En revanche, certaines zones des plantations, appelées « poches à mirides », présentent des cacaoyers particulièrement endommagés par les attaques répétées de mirides. L’écorce de ces arbres est recouverte de chancres et la couronne comporte de nombreuses branches dénudées, ce qui a valu à ceux-ci le surnom de « tête de cerf » (stagheaded tree) (Williams, 1953a). Ces poches à mirides concernent généralement quelques dizaines d’arbres, qui sont particulièrement improductifs et portent de nombreux gourmands. Ces derniers sont attractifs pour les mirides qui s’y alimentent et y pondent, de telle sorte que ces « poches à mirides » s’installent de manière durable et finissent généralement par entraîner la mort des arbres. Il semblerait que leur apparition soit en grande partie liée à des facteurs environnementaux (voir § 4.8.2.2).

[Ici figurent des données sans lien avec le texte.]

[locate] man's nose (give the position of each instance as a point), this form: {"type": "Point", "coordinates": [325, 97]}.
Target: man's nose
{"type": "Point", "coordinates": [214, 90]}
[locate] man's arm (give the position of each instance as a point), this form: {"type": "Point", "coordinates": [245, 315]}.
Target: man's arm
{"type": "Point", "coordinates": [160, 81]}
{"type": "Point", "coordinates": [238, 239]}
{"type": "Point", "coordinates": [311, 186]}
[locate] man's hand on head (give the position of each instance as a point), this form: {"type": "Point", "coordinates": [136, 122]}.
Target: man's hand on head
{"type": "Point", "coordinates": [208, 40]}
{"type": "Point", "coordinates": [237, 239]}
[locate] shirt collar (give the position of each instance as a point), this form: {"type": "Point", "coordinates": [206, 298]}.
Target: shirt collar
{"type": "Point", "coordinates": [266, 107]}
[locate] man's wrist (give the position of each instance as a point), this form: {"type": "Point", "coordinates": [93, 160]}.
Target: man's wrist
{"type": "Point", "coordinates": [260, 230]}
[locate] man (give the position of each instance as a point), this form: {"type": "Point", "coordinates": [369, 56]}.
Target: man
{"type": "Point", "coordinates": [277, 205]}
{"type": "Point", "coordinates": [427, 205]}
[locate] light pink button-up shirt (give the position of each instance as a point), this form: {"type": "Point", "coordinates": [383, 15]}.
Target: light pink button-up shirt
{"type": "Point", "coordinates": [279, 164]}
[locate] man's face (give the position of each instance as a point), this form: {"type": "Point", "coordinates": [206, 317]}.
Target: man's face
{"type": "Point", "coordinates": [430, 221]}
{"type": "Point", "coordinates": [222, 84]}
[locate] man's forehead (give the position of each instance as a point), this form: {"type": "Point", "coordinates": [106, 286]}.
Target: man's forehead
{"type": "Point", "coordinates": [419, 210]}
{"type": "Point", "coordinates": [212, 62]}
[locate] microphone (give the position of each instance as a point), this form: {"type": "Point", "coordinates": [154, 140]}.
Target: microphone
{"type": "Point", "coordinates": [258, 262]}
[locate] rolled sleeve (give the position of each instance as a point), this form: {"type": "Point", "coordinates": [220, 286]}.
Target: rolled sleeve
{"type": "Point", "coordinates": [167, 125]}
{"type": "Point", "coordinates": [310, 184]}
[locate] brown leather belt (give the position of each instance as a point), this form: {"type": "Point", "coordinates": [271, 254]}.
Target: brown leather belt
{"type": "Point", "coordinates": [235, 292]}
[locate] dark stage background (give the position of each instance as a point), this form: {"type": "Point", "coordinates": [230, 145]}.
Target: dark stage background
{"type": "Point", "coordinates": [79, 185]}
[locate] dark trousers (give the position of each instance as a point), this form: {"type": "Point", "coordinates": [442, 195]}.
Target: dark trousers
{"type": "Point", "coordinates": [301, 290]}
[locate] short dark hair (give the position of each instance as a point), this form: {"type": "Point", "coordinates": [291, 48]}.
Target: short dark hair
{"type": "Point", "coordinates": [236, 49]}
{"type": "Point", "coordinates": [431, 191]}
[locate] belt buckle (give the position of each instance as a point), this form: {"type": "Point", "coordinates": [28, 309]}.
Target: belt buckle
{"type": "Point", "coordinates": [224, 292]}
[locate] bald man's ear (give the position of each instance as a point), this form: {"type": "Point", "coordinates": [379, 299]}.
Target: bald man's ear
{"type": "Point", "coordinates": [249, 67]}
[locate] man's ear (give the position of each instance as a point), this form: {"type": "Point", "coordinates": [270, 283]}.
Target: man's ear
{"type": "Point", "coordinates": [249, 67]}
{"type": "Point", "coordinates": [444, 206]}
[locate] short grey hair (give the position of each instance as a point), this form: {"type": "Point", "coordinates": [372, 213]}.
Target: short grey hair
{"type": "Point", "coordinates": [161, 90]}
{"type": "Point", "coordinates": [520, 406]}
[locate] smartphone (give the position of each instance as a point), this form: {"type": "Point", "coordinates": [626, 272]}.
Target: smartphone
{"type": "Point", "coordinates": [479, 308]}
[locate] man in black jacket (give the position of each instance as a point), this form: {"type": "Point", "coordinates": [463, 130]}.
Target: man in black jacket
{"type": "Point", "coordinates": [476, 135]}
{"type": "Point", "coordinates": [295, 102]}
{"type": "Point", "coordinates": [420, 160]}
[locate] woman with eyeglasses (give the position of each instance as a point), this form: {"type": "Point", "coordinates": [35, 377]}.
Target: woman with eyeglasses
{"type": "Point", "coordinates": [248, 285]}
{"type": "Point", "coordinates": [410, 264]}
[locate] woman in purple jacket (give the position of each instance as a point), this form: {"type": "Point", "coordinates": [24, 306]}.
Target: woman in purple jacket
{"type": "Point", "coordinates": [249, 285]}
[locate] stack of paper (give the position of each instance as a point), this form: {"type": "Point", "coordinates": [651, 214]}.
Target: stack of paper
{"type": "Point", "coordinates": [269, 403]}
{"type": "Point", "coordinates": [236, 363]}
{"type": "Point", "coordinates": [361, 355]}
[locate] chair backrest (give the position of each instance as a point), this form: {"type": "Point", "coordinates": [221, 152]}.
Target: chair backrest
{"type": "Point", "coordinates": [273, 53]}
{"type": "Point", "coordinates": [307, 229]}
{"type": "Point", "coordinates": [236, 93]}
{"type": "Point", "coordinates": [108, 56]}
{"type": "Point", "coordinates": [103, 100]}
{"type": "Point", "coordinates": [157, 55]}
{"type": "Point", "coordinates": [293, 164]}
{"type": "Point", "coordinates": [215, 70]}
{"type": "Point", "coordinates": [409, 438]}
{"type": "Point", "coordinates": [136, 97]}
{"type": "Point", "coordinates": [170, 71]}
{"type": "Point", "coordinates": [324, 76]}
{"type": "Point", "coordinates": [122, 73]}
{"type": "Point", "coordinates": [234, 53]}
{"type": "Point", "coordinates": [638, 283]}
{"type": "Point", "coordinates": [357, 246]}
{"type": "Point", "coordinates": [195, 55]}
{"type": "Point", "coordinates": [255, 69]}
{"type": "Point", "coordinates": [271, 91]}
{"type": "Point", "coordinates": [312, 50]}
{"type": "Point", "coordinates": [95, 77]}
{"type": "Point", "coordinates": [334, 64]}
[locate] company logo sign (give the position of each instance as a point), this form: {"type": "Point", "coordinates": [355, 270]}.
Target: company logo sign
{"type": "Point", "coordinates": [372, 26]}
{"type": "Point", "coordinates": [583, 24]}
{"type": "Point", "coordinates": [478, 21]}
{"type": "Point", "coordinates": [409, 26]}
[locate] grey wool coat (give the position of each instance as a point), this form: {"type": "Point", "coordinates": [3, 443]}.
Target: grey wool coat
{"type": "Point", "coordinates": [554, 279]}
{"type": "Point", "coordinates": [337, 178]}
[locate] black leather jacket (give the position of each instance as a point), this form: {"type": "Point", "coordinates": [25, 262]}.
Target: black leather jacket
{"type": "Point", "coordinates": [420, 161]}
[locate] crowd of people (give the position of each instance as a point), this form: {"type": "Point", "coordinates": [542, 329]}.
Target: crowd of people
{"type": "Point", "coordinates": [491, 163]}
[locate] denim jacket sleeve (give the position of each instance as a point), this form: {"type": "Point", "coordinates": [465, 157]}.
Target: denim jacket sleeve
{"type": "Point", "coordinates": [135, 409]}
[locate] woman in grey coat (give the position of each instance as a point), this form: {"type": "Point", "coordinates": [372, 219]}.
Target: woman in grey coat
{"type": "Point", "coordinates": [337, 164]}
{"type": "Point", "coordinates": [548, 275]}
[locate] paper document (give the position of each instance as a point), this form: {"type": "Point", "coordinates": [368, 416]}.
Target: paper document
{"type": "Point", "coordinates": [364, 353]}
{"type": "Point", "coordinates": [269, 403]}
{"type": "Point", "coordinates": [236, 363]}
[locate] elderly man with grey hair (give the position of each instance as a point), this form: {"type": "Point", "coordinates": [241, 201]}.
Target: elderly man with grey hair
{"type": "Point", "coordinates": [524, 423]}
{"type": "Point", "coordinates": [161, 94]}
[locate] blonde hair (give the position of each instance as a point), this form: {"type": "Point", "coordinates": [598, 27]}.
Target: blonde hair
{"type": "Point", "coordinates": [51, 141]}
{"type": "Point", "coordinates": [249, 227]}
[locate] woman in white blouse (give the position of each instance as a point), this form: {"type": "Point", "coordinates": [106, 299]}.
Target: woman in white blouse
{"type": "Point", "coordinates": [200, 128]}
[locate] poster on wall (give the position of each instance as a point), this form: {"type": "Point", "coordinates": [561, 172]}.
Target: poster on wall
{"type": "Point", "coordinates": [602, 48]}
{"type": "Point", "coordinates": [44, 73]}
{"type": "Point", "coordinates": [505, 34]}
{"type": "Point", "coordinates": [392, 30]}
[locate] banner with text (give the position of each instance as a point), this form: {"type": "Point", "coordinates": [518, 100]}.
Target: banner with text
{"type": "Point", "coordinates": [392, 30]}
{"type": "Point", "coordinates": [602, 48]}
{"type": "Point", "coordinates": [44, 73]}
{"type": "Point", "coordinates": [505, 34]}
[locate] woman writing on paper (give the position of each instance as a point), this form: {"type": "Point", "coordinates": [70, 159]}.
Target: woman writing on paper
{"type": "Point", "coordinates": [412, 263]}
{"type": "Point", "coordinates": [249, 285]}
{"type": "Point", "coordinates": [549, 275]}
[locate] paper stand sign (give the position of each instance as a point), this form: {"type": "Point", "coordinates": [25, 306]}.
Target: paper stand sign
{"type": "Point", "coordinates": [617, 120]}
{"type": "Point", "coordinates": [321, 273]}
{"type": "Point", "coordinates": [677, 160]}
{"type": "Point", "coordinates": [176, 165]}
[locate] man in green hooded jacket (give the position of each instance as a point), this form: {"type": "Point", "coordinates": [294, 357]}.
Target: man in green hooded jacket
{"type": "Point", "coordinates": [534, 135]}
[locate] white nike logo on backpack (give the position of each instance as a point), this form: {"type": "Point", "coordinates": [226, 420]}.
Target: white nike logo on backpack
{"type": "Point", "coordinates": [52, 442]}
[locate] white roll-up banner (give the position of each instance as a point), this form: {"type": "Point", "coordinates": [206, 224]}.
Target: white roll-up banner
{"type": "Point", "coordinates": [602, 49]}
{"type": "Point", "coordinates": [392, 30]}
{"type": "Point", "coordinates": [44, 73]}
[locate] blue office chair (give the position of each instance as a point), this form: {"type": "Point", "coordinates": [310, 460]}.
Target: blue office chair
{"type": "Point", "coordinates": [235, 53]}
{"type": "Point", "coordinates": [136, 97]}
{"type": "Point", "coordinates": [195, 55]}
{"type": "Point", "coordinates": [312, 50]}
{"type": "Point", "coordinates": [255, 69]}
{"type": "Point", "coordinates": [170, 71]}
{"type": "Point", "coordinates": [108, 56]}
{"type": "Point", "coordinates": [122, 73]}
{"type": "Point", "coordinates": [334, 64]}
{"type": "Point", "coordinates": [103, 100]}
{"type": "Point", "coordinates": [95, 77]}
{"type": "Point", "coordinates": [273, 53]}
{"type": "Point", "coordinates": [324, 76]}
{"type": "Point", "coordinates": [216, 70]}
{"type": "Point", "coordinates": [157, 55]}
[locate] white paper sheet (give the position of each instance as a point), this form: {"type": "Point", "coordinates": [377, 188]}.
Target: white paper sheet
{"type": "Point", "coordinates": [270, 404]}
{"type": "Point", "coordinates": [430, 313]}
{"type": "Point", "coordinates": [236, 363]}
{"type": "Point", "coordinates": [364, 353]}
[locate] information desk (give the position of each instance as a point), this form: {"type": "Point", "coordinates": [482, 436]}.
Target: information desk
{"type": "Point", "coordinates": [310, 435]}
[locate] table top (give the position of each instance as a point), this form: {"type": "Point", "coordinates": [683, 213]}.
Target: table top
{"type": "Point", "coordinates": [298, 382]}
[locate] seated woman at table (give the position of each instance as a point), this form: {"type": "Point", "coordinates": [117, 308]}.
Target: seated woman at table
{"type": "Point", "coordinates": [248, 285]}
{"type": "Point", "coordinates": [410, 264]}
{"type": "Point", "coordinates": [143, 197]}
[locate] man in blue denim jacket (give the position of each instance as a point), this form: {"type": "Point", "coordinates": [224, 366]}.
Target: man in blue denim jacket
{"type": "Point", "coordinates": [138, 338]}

D’après Crowdy (1947), les lésions dues aux piqûres alimentaires des mirides sont, dans la nature, régulièrement infectées par un champignon parasite : Calonectria rigidiuscula (Berk. & Br.) Sacc.. L’auteur montre que, sur des rameaux lignifiés prélevés dans la nature, les lésions infectées par ce champignon sont nettement plus profondes que celles non infectées, atteignant largement le xylème et le phloème. En quelques semaines, les lésions infectées évoluent en chancre sur les branches. Crowdy démontre ainsi le rôle de C.

rigidiuscula dans la formation des chancres, qui s’accumulent sur les branches et le tronc

des arbres et les fragilisent (figure 1.8C). En outre, la croissance du champignon s’effectue à l’intérieur du xylème et du cambium de la plante entraînant des perturbations dans la circulation de la sève. Cela se traduit par la mort de branches entières, de la totalité de la couronne, voire de l’arbre entier (figure 1.8E). Cette maladie, qui se propage de la partie terminale des branches vers le tronc, est couramment dénommée « die-back ». Des gourmands apparaissent généralement sur les parties saines des branches et du tronc (base). La sensibilité des cacaoyers au « die-back » pourrait être amplifiée par une sécheresse intense, pendant l’harmattan notamment (Crowdy, 1947).